Analistas consultados pelo Wall Street Journal projetam elevação dos estoques finais dos Estados Unidos para a temporada 2025/26, de 2,227 bilhões para 2,260 bilhões de bushels, equivalentes a 56,57 milhões para 57,40 milhões de toneladas, o que adiciona viés baixista ao mercado.
As cotações também foram pressionadas por chuvas em áreas produtoras da Argentina, que podem melhorar as condições das lavouras, segundo avaliação da Granar.
No Brasil, levantamento da AgRural aponta que a área estimada para a 2ª safra de milho 2026 alcançou 22% de plantio no Centro-Sul, frente a 13% no levantamento anterior e 20% no mesmo período do ciclo passado. Já o milho verão 2025/26 atingiu 15% de colheita, contra 10% no levantamento anterior e 9% no ano anterior, indicando avanço gradual da oferta interna.
A queda mais acentuada dos preços foi limitada pela forte demanda pelo milho norte-americano. Dados do USDA indicaram que 1,31 milhão de toneladas foram inspecionadas para embarque nos portos dos Estados Unidos, volume 14% superior ao do período anterior. No acumulado do ano comercial, as inspeções somam 33,9 milhões de toneladas, crescimento de 46,7% na comparação anual.

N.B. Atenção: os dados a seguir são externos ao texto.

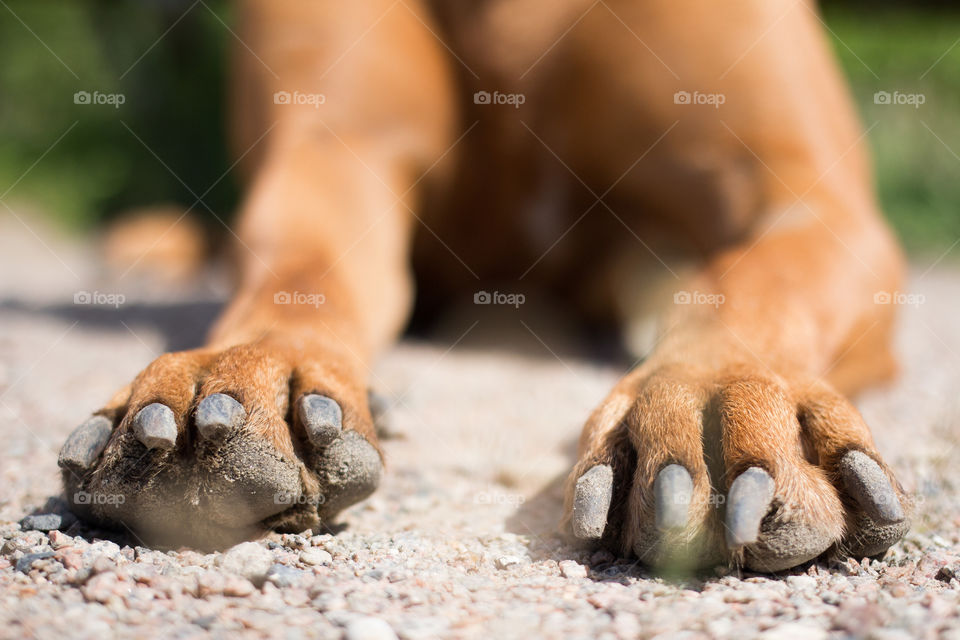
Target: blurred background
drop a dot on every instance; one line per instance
(173, 98)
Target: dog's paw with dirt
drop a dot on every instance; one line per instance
(211, 447)
(685, 466)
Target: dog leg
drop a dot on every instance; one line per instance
(729, 441)
(268, 425)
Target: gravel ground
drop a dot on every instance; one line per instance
(459, 541)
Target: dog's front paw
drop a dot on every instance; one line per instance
(208, 448)
(685, 466)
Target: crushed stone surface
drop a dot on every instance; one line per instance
(460, 540)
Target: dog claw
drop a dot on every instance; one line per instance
(591, 502)
(349, 471)
(322, 419)
(747, 503)
(867, 483)
(85, 444)
(217, 416)
(672, 490)
(155, 426)
(379, 406)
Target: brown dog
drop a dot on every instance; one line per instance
(582, 147)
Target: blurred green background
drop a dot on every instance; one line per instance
(174, 99)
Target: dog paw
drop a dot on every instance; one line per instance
(207, 448)
(685, 467)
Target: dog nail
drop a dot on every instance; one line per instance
(322, 419)
(591, 501)
(217, 416)
(349, 471)
(155, 426)
(747, 503)
(867, 483)
(378, 410)
(85, 444)
(672, 490)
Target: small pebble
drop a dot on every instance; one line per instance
(247, 559)
(505, 562)
(369, 629)
(41, 522)
(283, 576)
(572, 569)
(315, 556)
(24, 563)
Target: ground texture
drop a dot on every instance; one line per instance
(460, 539)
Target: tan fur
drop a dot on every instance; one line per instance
(770, 195)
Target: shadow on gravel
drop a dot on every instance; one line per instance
(183, 325)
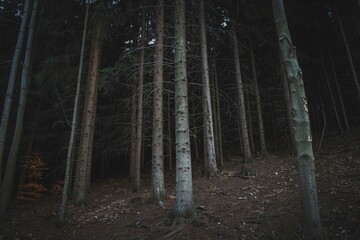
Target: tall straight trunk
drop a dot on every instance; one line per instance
(69, 156)
(220, 156)
(301, 122)
(339, 93)
(258, 102)
(331, 95)
(348, 52)
(169, 135)
(184, 205)
(11, 83)
(133, 138)
(139, 119)
(241, 103)
(287, 99)
(7, 185)
(208, 116)
(157, 183)
(88, 123)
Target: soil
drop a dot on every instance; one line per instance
(264, 205)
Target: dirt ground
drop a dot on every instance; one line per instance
(265, 206)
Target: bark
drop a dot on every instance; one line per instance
(348, 52)
(184, 206)
(241, 102)
(7, 185)
(88, 123)
(157, 183)
(207, 111)
(258, 103)
(331, 95)
(69, 156)
(11, 83)
(139, 119)
(301, 122)
(347, 127)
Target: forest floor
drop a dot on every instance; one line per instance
(264, 206)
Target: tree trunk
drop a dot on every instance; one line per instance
(7, 185)
(209, 144)
(184, 206)
(242, 115)
(258, 103)
(305, 156)
(339, 93)
(157, 183)
(139, 120)
(88, 122)
(348, 53)
(11, 83)
(69, 156)
(220, 156)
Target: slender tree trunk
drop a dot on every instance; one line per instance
(242, 114)
(208, 116)
(258, 102)
(7, 185)
(157, 183)
(220, 156)
(331, 95)
(348, 52)
(347, 127)
(69, 156)
(89, 114)
(139, 121)
(11, 83)
(184, 205)
(305, 156)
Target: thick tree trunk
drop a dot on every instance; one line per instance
(69, 157)
(157, 183)
(184, 206)
(339, 93)
(11, 83)
(305, 156)
(7, 185)
(209, 144)
(348, 52)
(241, 106)
(89, 115)
(258, 103)
(139, 120)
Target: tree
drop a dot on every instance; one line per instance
(184, 206)
(7, 185)
(157, 180)
(11, 82)
(301, 123)
(88, 121)
(69, 157)
(241, 104)
(209, 144)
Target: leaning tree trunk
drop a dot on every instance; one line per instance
(69, 156)
(11, 83)
(89, 114)
(301, 122)
(157, 179)
(241, 106)
(348, 52)
(7, 185)
(208, 116)
(184, 206)
(139, 120)
(258, 103)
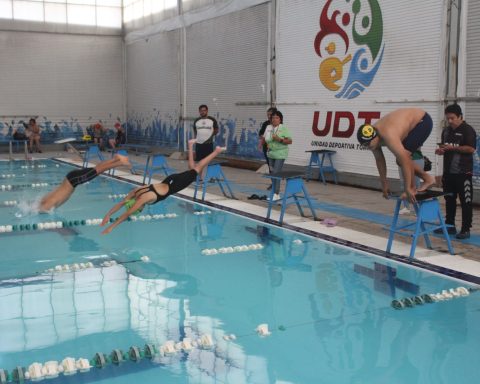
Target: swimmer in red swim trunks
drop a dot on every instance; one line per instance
(402, 131)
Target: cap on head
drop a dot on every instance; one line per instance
(366, 133)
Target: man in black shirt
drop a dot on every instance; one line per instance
(205, 128)
(261, 143)
(458, 146)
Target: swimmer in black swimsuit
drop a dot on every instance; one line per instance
(79, 176)
(135, 201)
(402, 131)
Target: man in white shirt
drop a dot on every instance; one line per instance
(205, 128)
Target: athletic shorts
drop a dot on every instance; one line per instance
(419, 134)
(203, 150)
(80, 176)
(180, 181)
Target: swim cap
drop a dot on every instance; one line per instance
(129, 204)
(366, 133)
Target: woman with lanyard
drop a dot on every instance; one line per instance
(278, 138)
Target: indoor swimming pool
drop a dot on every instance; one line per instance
(217, 297)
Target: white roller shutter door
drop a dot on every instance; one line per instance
(410, 73)
(68, 80)
(472, 104)
(226, 67)
(153, 97)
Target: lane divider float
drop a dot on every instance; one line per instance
(75, 223)
(429, 298)
(70, 366)
(237, 248)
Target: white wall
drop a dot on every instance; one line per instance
(410, 73)
(153, 83)
(222, 62)
(69, 80)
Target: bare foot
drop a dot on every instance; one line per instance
(123, 160)
(428, 183)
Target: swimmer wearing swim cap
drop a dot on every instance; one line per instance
(403, 132)
(136, 199)
(365, 134)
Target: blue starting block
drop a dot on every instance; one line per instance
(429, 218)
(294, 185)
(321, 158)
(214, 175)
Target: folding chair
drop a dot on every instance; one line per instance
(158, 164)
(91, 152)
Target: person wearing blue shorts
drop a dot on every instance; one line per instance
(402, 131)
(76, 177)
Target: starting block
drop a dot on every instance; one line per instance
(214, 174)
(294, 191)
(429, 218)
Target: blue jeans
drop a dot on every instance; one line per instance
(276, 165)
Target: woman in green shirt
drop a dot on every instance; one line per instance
(278, 138)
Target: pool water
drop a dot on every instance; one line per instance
(328, 307)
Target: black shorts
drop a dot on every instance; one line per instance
(180, 181)
(80, 176)
(419, 134)
(203, 150)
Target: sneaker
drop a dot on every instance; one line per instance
(276, 197)
(463, 235)
(450, 230)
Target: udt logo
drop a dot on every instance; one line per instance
(360, 58)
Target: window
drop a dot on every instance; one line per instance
(6, 10)
(102, 13)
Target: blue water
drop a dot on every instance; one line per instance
(328, 307)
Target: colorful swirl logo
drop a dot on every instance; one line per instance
(362, 59)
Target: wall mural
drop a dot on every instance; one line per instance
(55, 130)
(240, 136)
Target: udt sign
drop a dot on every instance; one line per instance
(363, 117)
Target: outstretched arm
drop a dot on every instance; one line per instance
(138, 205)
(405, 162)
(382, 170)
(117, 207)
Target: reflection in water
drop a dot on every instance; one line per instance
(145, 299)
(280, 253)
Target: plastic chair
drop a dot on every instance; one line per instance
(322, 159)
(136, 167)
(429, 218)
(156, 164)
(215, 174)
(91, 152)
(294, 191)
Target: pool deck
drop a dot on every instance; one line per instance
(363, 216)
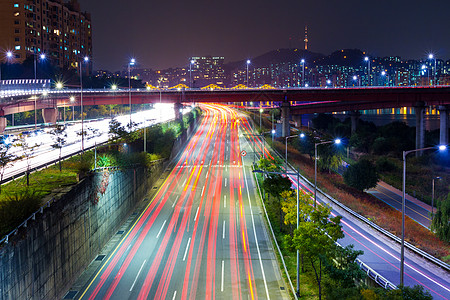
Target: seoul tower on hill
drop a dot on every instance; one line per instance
(306, 38)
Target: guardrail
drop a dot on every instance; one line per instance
(363, 219)
(276, 243)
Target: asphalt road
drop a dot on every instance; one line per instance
(202, 236)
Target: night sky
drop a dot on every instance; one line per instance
(165, 33)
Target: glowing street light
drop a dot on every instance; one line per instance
(248, 63)
(337, 142)
(431, 56)
(86, 60)
(402, 252)
(131, 63)
(190, 72)
(303, 71)
(368, 69)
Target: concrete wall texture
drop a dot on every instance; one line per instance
(42, 261)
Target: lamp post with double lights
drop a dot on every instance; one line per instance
(298, 214)
(303, 72)
(131, 63)
(72, 100)
(8, 58)
(85, 60)
(248, 63)
(301, 135)
(432, 196)
(431, 56)
(337, 142)
(384, 74)
(42, 57)
(190, 72)
(368, 70)
(402, 252)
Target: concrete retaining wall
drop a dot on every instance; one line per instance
(43, 259)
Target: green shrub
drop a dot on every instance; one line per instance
(16, 208)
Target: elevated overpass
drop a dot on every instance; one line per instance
(293, 101)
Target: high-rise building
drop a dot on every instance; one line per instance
(55, 28)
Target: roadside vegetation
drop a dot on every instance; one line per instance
(23, 196)
(326, 269)
(388, 166)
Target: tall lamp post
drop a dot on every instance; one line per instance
(72, 100)
(402, 252)
(190, 72)
(303, 72)
(298, 214)
(85, 60)
(248, 63)
(368, 70)
(41, 57)
(301, 135)
(431, 56)
(131, 63)
(337, 142)
(432, 196)
(383, 73)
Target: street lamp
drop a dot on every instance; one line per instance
(301, 135)
(41, 57)
(303, 72)
(431, 56)
(383, 73)
(298, 215)
(368, 70)
(248, 62)
(86, 60)
(337, 142)
(402, 252)
(131, 63)
(72, 100)
(432, 197)
(190, 72)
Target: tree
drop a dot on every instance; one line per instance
(59, 139)
(28, 153)
(441, 220)
(361, 175)
(5, 160)
(316, 238)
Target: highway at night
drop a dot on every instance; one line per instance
(203, 234)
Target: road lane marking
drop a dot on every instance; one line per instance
(195, 219)
(256, 238)
(221, 283)
(187, 248)
(176, 200)
(134, 282)
(223, 233)
(161, 229)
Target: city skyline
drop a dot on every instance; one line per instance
(243, 30)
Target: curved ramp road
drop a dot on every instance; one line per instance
(202, 236)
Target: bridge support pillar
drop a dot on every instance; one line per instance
(443, 116)
(420, 129)
(49, 115)
(354, 117)
(178, 107)
(285, 110)
(2, 124)
(298, 120)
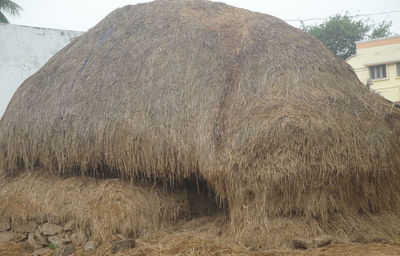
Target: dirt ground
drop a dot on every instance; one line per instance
(190, 244)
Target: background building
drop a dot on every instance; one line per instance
(23, 50)
(377, 64)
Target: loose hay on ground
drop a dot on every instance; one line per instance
(263, 113)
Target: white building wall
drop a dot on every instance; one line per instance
(23, 50)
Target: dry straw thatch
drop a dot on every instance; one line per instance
(177, 90)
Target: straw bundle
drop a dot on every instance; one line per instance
(171, 91)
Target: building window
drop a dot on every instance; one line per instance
(398, 68)
(377, 72)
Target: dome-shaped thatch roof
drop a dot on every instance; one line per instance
(264, 113)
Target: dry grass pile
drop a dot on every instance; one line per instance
(174, 90)
(100, 208)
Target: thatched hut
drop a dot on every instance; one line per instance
(262, 113)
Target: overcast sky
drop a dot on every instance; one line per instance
(82, 15)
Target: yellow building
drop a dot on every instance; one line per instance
(377, 64)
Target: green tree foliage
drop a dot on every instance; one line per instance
(340, 32)
(7, 6)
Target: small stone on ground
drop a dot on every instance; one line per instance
(122, 245)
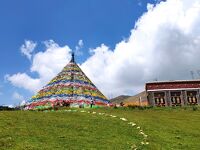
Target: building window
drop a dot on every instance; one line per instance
(192, 97)
(176, 98)
(159, 99)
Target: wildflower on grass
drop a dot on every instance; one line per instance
(141, 132)
(113, 116)
(123, 119)
(138, 127)
(145, 135)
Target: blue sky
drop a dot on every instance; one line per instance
(66, 22)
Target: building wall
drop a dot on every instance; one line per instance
(173, 93)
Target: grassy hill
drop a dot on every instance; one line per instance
(131, 100)
(119, 99)
(167, 128)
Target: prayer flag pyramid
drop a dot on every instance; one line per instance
(70, 86)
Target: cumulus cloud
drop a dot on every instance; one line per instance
(19, 98)
(46, 64)
(27, 48)
(79, 47)
(164, 44)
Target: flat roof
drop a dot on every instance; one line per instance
(173, 81)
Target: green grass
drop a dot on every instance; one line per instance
(166, 128)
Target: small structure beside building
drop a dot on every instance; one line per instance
(173, 93)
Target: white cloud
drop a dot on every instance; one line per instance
(46, 64)
(164, 44)
(27, 48)
(19, 98)
(79, 47)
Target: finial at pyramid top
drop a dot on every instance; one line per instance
(72, 59)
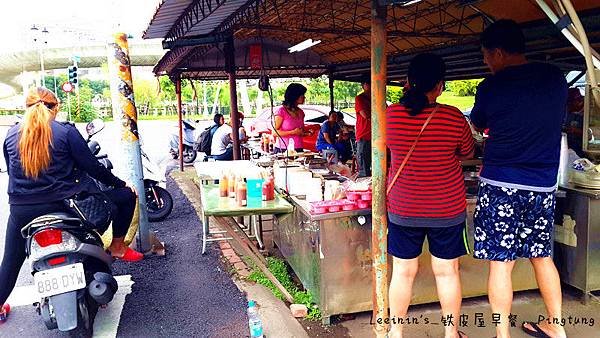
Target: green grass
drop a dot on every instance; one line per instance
(460, 102)
(280, 270)
(174, 117)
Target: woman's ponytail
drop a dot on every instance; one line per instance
(35, 132)
(415, 100)
(424, 73)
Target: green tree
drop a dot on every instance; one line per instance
(463, 87)
(394, 94)
(86, 111)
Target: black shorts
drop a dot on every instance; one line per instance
(446, 243)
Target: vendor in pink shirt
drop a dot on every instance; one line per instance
(289, 119)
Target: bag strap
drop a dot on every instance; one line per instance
(412, 148)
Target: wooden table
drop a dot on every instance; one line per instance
(222, 208)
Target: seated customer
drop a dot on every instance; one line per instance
(328, 137)
(221, 148)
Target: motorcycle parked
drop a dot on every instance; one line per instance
(71, 271)
(189, 153)
(159, 201)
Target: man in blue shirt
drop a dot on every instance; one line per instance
(328, 137)
(523, 105)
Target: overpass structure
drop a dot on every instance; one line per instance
(13, 64)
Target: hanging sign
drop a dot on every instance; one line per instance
(255, 56)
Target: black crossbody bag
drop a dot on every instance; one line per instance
(93, 208)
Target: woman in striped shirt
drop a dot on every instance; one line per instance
(428, 197)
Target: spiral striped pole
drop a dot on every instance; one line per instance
(125, 114)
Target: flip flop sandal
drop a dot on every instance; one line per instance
(131, 255)
(4, 311)
(538, 333)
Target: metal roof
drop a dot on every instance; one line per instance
(180, 18)
(448, 27)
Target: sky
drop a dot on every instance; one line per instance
(71, 22)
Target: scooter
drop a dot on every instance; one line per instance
(159, 201)
(71, 271)
(189, 153)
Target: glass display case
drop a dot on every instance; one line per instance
(591, 120)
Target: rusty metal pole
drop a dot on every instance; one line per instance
(379, 165)
(125, 114)
(331, 98)
(235, 122)
(177, 81)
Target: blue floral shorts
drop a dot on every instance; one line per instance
(513, 223)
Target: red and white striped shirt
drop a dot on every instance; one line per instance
(430, 191)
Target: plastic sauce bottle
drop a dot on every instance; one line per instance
(223, 187)
(231, 186)
(241, 192)
(254, 321)
(268, 189)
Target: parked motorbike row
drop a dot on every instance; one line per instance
(72, 273)
(190, 149)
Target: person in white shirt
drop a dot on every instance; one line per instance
(222, 145)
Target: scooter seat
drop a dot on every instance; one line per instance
(49, 219)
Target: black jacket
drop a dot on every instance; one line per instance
(70, 160)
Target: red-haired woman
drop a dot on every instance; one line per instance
(48, 161)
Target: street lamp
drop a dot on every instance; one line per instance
(41, 40)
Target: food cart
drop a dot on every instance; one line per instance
(577, 230)
(331, 255)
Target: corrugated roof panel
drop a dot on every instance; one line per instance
(170, 10)
(165, 16)
(217, 17)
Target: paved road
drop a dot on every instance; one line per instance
(184, 294)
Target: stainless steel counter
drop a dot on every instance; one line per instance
(577, 238)
(331, 254)
(592, 193)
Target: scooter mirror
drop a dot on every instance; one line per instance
(94, 127)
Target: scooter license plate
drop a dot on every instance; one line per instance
(59, 280)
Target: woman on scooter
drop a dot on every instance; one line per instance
(45, 160)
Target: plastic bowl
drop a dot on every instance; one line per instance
(363, 204)
(366, 196)
(319, 210)
(349, 206)
(335, 208)
(352, 196)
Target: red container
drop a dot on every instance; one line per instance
(268, 190)
(349, 206)
(363, 204)
(335, 208)
(366, 196)
(318, 210)
(352, 195)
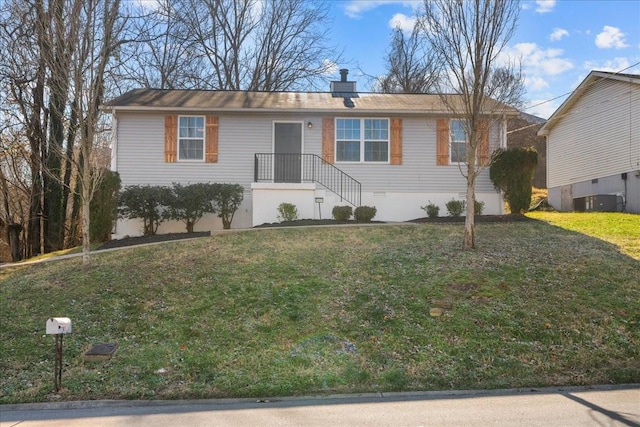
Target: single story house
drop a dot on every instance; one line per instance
(316, 150)
(593, 146)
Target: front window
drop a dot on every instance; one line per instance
(458, 142)
(191, 138)
(362, 140)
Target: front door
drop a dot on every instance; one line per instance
(287, 142)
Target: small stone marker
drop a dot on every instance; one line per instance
(100, 352)
(436, 312)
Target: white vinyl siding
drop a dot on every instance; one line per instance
(598, 136)
(140, 155)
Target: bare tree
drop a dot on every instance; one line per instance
(411, 66)
(469, 36)
(269, 45)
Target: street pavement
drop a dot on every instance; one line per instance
(573, 406)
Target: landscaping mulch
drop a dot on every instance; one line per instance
(140, 240)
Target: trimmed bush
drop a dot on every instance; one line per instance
(190, 203)
(147, 202)
(431, 209)
(288, 212)
(364, 213)
(455, 207)
(104, 208)
(226, 201)
(342, 213)
(512, 173)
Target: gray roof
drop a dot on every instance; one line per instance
(322, 102)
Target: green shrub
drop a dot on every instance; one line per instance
(342, 213)
(226, 201)
(455, 207)
(512, 173)
(104, 208)
(190, 203)
(431, 209)
(288, 212)
(147, 202)
(364, 213)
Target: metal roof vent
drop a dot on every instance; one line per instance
(343, 88)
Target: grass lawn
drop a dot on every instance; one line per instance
(296, 311)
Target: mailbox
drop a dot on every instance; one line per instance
(58, 325)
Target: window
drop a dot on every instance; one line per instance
(458, 142)
(191, 138)
(362, 140)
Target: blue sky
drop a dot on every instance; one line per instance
(559, 42)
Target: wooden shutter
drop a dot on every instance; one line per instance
(328, 139)
(483, 142)
(211, 140)
(170, 139)
(442, 144)
(396, 141)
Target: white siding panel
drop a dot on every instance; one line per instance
(599, 136)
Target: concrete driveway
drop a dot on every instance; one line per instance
(599, 406)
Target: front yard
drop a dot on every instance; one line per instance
(295, 311)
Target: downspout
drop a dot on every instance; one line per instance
(114, 141)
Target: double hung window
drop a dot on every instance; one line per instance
(191, 138)
(458, 142)
(362, 140)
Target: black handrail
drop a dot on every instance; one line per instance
(272, 167)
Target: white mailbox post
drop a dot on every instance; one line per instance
(58, 326)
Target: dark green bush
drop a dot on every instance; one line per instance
(342, 213)
(364, 213)
(455, 207)
(431, 209)
(512, 173)
(226, 201)
(189, 203)
(104, 208)
(146, 202)
(287, 212)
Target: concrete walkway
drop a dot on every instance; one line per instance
(573, 406)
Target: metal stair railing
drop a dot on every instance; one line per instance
(272, 167)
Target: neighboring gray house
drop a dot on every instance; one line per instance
(396, 152)
(593, 146)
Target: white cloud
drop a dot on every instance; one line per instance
(611, 37)
(535, 83)
(558, 34)
(540, 61)
(542, 108)
(614, 65)
(406, 23)
(355, 8)
(545, 6)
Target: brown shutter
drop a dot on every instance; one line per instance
(442, 144)
(328, 139)
(170, 139)
(483, 142)
(211, 140)
(396, 141)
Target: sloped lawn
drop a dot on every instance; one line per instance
(295, 311)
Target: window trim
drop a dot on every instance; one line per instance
(362, 141)
(451, 142)
(204, 139)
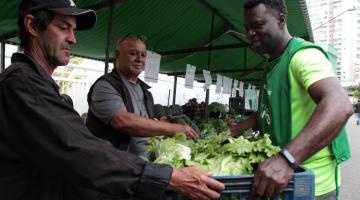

O recuo do dólar frente às principais moedas internacionais também ajudou a conter perdas mais expressivas, ao tornar o milho norte-americano mais competitivo no mercado externo. Além disso, a valorização do petróleo reforçou a competitividade relativa do etanol, que nos Estados Unidos é produzido majoritariamente a partir do milho.
Fonte: USDA e mercado internacional. Adaptado por Cogo Inteligência em Agronegócio.